1. The Chiefs can win games when they don’t play their best.
They didn’t have a sack or an interception in the first half and were in a dogfight against a rookie quarterback who didn’t seem to care that he was being engulfed by a sea of red. I mean, Arrowhead was rocking. Houston came out swinging and gave the Chiefs a punch they hadn’t really seen all year, except from maybe Dallas. They lost the turnover battle, which was the first time all year that happened. Jamaal Charles even fumbled on his own 20 yard line. Eventually they got five sacks in the second half and a turnover on Houston’s final possession. Kansas City has been in close games all year dominating the fourth quarter outscoring their opponents 57-17. They didn’t score in the fourth last Sunday, nor did they need to as Houston didn’t score either. Winning matters the most in this case, and as long as they are winning the fourth quarter and the turnover battle, they will be tough to beat.

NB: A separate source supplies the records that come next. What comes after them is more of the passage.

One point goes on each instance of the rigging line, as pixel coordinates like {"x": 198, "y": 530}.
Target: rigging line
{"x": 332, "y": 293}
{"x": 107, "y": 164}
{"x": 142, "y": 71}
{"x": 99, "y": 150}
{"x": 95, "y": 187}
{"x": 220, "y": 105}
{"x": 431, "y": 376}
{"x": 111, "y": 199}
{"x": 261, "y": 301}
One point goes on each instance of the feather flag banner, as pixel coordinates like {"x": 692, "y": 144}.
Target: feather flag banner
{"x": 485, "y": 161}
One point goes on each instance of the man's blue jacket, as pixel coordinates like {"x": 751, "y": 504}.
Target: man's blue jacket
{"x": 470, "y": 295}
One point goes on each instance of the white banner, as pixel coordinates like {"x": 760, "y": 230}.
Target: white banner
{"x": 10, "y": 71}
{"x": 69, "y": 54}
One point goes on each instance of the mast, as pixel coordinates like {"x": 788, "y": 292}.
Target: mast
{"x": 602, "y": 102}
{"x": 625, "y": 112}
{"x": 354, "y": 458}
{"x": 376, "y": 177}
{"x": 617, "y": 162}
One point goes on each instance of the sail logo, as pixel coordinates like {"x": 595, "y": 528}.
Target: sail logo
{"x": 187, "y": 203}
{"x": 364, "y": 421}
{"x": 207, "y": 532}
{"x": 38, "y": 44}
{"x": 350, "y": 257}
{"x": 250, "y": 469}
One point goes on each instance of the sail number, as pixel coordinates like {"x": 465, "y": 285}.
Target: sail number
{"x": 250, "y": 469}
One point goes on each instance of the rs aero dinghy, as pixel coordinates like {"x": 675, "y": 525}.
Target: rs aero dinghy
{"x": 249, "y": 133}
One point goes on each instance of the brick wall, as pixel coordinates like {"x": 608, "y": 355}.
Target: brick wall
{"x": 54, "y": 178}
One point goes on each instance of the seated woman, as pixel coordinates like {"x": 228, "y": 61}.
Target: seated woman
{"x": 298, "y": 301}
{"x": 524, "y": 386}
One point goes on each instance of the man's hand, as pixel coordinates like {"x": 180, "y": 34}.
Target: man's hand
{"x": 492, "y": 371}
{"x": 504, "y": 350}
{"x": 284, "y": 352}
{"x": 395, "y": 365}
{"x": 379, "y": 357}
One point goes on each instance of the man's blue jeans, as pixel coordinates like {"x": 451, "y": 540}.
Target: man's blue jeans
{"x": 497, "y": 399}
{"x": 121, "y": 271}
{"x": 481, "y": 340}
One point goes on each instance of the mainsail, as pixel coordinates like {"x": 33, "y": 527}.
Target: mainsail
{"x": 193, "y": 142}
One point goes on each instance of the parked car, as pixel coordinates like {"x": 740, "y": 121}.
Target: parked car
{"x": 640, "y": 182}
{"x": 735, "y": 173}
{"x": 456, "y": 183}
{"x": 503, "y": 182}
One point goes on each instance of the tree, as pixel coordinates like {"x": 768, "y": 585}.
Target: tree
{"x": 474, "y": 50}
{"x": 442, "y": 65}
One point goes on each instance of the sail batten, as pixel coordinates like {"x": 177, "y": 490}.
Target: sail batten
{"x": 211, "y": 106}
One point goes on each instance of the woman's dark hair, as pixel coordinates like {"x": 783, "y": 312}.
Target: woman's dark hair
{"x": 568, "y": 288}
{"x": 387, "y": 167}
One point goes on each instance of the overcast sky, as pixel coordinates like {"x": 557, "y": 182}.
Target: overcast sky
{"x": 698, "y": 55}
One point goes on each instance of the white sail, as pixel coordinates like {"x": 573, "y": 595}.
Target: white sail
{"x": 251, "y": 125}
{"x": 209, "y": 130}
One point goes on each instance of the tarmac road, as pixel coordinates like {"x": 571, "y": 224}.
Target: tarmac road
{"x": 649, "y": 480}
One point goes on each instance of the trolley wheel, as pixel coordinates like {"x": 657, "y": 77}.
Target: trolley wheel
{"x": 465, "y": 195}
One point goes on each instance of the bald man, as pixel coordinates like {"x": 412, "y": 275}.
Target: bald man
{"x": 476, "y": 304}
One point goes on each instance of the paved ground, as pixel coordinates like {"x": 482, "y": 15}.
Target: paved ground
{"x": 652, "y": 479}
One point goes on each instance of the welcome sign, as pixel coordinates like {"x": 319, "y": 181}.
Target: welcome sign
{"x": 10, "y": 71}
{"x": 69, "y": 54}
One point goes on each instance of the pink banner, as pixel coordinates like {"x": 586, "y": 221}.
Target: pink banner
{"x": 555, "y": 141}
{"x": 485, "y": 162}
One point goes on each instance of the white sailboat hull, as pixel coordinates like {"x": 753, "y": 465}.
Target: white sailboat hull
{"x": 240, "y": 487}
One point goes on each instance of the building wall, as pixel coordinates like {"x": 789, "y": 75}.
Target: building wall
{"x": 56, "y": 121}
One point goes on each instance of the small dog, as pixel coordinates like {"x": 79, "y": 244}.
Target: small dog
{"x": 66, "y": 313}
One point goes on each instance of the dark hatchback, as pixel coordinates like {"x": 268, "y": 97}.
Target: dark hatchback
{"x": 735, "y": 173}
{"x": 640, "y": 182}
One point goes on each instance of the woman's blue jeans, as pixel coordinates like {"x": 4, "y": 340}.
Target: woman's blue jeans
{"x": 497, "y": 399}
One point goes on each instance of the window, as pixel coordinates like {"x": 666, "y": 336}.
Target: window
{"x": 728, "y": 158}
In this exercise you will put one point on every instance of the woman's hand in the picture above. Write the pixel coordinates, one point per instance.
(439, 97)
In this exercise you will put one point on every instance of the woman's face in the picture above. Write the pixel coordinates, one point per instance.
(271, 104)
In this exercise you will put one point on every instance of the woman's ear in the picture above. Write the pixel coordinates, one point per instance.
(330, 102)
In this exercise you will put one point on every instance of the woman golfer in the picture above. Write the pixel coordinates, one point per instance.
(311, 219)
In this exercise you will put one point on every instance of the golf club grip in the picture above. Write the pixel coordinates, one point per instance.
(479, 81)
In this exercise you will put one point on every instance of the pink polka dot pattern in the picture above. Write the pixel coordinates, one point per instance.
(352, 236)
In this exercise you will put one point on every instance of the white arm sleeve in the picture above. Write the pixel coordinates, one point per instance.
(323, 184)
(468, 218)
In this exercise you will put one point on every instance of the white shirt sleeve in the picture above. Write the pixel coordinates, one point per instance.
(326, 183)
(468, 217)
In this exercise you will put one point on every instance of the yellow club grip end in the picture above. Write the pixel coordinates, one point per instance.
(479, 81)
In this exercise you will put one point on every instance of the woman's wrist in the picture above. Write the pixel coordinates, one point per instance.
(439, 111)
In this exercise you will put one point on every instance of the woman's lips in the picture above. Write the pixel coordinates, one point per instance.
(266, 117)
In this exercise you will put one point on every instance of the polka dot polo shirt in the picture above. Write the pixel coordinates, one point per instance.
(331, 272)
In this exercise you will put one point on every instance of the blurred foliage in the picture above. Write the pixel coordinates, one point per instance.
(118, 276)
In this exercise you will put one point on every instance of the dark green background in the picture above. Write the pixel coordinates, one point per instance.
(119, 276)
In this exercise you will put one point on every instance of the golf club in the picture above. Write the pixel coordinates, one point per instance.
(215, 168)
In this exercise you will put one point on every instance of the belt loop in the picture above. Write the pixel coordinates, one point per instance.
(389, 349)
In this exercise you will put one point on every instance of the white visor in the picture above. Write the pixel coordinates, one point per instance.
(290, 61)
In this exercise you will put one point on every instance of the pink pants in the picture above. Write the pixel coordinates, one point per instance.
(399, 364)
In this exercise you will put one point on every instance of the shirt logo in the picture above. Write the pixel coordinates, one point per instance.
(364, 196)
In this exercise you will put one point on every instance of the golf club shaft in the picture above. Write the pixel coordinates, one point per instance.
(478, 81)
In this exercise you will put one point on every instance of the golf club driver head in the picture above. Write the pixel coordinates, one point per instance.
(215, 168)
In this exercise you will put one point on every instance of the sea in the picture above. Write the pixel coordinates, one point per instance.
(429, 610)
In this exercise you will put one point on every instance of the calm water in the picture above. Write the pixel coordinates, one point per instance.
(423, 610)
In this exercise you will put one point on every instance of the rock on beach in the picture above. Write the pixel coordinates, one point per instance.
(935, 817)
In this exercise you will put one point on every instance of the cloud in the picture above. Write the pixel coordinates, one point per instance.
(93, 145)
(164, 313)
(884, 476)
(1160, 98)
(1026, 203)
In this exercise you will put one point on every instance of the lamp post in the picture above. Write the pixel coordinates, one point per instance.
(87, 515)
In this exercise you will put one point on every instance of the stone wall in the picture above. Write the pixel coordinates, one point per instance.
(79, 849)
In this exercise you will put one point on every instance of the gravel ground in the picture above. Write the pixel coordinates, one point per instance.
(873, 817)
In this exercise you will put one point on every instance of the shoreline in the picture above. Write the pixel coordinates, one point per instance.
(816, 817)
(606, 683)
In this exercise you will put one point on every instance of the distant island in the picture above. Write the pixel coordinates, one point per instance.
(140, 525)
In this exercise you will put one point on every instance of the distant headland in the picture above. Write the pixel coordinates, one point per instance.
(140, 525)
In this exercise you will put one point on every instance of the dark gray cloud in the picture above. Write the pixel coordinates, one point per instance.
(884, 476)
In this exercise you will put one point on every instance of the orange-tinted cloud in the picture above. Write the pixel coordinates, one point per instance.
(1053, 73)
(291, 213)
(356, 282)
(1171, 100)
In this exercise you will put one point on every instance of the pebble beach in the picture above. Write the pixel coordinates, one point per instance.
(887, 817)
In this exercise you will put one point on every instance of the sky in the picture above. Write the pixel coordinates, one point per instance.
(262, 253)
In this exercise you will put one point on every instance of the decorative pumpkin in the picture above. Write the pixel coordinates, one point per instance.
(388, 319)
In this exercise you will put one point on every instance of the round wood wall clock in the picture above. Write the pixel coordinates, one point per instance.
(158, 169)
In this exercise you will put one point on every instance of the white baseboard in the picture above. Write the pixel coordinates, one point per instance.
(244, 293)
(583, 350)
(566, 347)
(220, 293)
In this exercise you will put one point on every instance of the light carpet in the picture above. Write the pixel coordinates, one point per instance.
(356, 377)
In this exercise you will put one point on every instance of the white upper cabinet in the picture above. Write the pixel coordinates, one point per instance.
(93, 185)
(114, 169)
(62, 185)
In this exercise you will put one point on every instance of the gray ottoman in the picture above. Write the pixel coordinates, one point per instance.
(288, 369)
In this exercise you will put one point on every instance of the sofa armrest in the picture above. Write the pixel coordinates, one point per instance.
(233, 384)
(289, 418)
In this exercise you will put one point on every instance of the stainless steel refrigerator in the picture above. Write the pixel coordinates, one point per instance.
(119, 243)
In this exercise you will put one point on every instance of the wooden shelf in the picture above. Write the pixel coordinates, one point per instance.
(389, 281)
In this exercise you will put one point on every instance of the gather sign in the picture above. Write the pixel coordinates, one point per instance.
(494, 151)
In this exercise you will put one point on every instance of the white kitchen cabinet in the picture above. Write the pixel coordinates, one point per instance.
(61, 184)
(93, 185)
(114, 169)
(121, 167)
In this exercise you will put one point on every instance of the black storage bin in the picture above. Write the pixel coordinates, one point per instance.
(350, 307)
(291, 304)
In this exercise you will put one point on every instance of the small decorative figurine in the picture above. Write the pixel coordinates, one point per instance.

Andy Reid, Bob Sutton, and Dave Toub. Those three names are the three biggest coaching changes that the Chiefs made in the off season. Andy Reid has implemented an offense that takes care of the ball (for the most part) and puts the ball in the hands of the best play maker they have in Jamaal Charles. Charles had 21 carriers for 86 yards and a touchdown on Sunday and caught three passes for 37 yards. Alex Smith makes plays when he has to and has only thrown four interceptions so far which would make past Chiefs’ quarterbacks blush. He also had a rushing TD on Sunday. This kind of offense may seem conservative and boring but when you have a defense like they do, it makes it easier to not have to take unwarranted chances. New defensive coordinator Bob Sutton has implemented a ferocious attacking defense that relies on man to man coverage and an unrelenting pass rush. Corners Brandon Flowers and Sean Smith give linebackers Justin Houston and Tamba Hali the extra one to two seconds of time to get to the QB. So far the results show that the Chiefs lead the league in the least amount of points given up on average, 35 sacks and a turnover ratio of +11. When the Chiefs needed stops versus the Texans, they got them with multiple sacks coupled with multiple three and outs. Sutton made the necessary adjustments and the Chiefs did what they’ve done all year and got to the QB. Finally, special teams Dave Toub was brought over from Chicago and the dividends have paid off nicely so far. Dexter McCluster averages 11.3 yards a return on punts and has one touchdown that went for 89 yards against the New York Giants. Quintin Demps averages 33.2 yards a return on kickoffs and has a long of 57. That coincidentally came against the Texans on Sunday which tilted the field position in the Chiefs’ favor. The new coaches have got all three phases working together to help this team win each Sunday which was evident against the Texans.
Past Chiefs’ teams would look like a deer in the headlights when confronted with a challenge because either they didn’t have the mental toughness to overcome it or they didn’t have the talent. Sometimes it was a combination of both, but on Sunday they seemed to exude both. They now have the talent to overcome a challenge with both mental toughness and talent. When both are present, as they have been for most of their seven games, they use it to instill confidence in each other and it’s showing up on the field and in the results. Like shown in the first point above, their backs were against the wall and they didn’t wilt. Games like the ones against the Texans can go a long way in determining how successful they will be when the season is over.